This seems like it should be required viewing, particularly at freshman orientation for Congress.

SF: It wasn’t easy with this film, because people didn’t want to talk. People wanted to move on quickly; people had exhaustion. You know, “I’m tired of seeing this. I’m tired of watching this.” I have to say, our team was exhausted. Our editors probably have PTSD from just watching everything.

We listened to everything. And that’s another part of the film that I think is different from [others]. You hear things said in that crowd. We’re not doing movie magic and taking sounds from other places — it’s happening at that time. You’re hearing things in the crowd that I’ve never heard before.

ANF: It was very violent and still is traumatic for people who were in it. If you don’t deal with the truth of something like that, it rears its head and it comes out in twisted ways. And it’ll just repeat itself.

You live in D.C. This is your home city.

SF: I’m from here. I’m fourth generation, and we’ve made this our home. It’s where we’ve edited our films, but we’ve never actually filmed anything here, except this.

My grandfather was the photographer for the Washington Redskins back when they were called that. He was also a photographer for the Washington Star newspaper, which doesn’t exist anymore, and he has a picture from World War II of a veteran standing with his wife and his son, who’s just returned with crutches, looking at the lit-up Capitol at night.

It’s a very poignant picture that ran on the cover of the paper, and it’s peaceful, and it means something. And I was looking at that the other day, and then I was looking at some of the imagery that we have. And it’s so polar opposite.

In the film, MPD officer Daniel Hodges says that victory doesn’t always look like what we want it to, but we did win that day.

SF: People went back to work because they believe in something. They believe in democracy, they believe in how our country runs. They believe in the freedoms that we have. We forget that we’re an incredible place. Look, we’ve traveled to countries all over the world making films. In Uganda, where we filmed “War/Dance,” you walk down the street and there are guys with RPGs and AK-47s and things like that. And kids see that every day.

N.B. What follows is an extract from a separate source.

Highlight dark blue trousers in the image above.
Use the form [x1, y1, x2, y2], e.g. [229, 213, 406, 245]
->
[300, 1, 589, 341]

ANF: I think Raskin said it so well. He said eternal vigilance. That’s what we need, and we need to do it together. Those are some of the last words in the film, and it’s the sentiment we want people to walk away with.

It was a victory, but it’s a victory that only maintains if we become active in it. Because none of that’s going away. In fact, it’s uncomfortable thinking how these forces are lurking underneath that have only become bigger, faster, stronger, more adept.